Aber vielleicht vermisse ich nicht die Freundin, sondern mich. Jede Person löst ein ganz bestimmtes Gefühl aus. Jedes Lachen ist anders. Vielleicht vermisse ich mich, wie ich lachte, mich wohl fühlte und dachte man würde mich so akzeptieren wie ich bin. Ich vermisse das Gefühl, welches mir die andere Person gegeben hat.

Ich bin süchtig. Nach Gefühlen, die sich gut anfühlen.

Nach dem Gefühl, welches dir eine Freundin bei einem Shoppingbummel geben kann.
Nach dem Gefühl, welches du hast, wenn ihr euch diesen einen, bestimmten Schokoladenkuchen teilt (nicht das ich je Schokoladenkuchen essen würde). Nach dem Gefühl, wenn sie dir (und nur dir) etwas anvertraut.
Wenn sie dich auf einen Salat bei sich zu Hause einlädt und ihr über Beziehungen rätselt = Lästern und Weißwein.
Wenn sie für dich da ist, wenn du einen Babysitter brauchst. Denke an SATC, Samantha und den Vibrator.
Wenn sie mit dir zusammen Weight Watchers macht, weil du noch 6 kg von der Schwangerschaft zu viel drauf hast.
Wenn sie dir zeigt, dass man auch in Umkleidekabinen stillen kann und ihr euch darüber kaputtlacht,

wie du mit dicken, nackten Brüsten bei APROPOS stillst, während sie Klamotten anprobiert.

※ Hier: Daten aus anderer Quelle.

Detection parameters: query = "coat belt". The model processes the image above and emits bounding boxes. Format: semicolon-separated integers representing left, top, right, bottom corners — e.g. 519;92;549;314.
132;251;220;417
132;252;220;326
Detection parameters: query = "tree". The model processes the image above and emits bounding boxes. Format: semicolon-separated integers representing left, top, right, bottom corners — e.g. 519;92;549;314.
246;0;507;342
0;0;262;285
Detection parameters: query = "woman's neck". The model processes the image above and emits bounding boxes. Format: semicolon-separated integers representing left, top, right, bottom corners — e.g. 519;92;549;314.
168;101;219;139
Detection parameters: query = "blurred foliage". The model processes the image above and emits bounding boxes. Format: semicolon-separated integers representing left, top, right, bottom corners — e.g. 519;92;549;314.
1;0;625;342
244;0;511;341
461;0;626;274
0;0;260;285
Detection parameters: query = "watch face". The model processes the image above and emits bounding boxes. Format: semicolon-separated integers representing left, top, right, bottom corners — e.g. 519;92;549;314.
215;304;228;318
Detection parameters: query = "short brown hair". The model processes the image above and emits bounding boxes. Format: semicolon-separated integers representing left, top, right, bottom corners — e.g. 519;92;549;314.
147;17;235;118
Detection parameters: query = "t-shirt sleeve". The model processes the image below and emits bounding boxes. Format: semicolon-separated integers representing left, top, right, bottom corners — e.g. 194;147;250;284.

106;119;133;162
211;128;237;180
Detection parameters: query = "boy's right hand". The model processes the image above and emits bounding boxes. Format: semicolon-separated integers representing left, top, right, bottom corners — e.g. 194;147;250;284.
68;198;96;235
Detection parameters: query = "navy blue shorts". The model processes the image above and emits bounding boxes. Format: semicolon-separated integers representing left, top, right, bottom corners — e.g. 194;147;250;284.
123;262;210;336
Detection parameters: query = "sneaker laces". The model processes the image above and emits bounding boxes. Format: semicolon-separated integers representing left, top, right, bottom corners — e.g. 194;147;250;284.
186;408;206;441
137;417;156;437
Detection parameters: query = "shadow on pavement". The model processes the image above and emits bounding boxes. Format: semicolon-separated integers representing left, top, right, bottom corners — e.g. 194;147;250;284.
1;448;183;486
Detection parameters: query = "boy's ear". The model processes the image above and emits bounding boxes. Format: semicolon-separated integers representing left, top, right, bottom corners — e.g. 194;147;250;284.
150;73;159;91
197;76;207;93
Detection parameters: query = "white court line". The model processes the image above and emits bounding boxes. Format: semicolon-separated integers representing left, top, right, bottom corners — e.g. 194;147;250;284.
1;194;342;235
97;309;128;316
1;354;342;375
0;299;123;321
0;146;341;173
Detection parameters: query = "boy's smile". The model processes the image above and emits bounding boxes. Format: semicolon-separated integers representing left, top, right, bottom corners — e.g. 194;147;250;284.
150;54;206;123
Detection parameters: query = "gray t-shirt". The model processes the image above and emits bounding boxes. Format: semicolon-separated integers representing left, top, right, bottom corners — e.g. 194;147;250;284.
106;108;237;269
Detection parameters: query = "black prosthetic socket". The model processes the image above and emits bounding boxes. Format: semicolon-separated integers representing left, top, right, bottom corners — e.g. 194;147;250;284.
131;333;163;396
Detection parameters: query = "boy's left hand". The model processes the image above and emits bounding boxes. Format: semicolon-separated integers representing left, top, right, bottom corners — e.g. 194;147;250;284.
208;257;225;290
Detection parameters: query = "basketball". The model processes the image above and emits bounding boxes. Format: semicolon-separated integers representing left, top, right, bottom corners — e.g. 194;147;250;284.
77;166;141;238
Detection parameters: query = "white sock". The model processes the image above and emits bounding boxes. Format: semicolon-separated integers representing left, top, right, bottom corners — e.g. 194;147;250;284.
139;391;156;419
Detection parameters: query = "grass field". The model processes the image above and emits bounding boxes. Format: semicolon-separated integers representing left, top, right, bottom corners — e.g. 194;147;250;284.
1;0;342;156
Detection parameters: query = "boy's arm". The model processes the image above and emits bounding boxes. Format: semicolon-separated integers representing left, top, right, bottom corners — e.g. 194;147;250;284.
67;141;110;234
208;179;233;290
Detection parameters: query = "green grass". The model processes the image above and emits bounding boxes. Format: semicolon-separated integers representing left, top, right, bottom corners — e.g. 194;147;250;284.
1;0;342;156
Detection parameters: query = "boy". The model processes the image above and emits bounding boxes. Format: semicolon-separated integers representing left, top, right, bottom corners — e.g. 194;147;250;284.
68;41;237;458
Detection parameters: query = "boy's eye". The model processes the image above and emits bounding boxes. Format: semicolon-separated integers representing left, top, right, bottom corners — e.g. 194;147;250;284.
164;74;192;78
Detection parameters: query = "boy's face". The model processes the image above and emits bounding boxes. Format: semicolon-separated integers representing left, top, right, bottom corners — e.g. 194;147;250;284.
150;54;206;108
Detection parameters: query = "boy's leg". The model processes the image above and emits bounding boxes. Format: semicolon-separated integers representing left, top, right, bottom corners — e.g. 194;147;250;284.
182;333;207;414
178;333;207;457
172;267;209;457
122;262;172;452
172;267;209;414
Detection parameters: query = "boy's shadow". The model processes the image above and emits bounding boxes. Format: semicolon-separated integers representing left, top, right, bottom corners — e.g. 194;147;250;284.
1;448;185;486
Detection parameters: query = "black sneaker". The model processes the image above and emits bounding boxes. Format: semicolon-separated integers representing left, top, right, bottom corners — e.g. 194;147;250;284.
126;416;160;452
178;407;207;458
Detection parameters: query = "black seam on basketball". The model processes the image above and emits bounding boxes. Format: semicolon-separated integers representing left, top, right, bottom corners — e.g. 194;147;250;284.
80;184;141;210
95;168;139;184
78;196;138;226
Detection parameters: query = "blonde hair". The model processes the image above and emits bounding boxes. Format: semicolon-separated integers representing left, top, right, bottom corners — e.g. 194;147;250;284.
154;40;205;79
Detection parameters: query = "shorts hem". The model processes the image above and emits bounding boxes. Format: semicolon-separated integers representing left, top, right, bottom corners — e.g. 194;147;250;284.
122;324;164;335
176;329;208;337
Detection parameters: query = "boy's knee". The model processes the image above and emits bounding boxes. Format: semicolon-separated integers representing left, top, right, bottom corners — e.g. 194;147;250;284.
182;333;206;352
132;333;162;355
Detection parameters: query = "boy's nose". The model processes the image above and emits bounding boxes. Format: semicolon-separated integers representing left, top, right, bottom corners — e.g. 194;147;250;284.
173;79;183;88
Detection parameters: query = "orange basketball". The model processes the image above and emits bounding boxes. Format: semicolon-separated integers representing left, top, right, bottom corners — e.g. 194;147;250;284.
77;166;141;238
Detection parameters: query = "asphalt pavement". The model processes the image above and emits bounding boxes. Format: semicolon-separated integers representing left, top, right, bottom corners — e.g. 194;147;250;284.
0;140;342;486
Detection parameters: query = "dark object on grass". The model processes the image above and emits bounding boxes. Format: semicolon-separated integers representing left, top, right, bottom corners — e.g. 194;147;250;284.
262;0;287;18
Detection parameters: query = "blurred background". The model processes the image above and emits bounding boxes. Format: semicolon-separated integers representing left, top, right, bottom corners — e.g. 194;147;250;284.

Wenn sie dich morgens um 7 anruft, um mit dir laufen zu gehen. Jeden anderen würdest du dafür killen, für sie stehst du auf.
Wenn ihr eine Einheit seid, gegen die “uncoolen” Mütter auf dem Spielplatz, im Kindergarten, Schule.
Und wenn sie sofort losfährt, wenn du sie brauchst, ohne dass du sie darum bitten musst.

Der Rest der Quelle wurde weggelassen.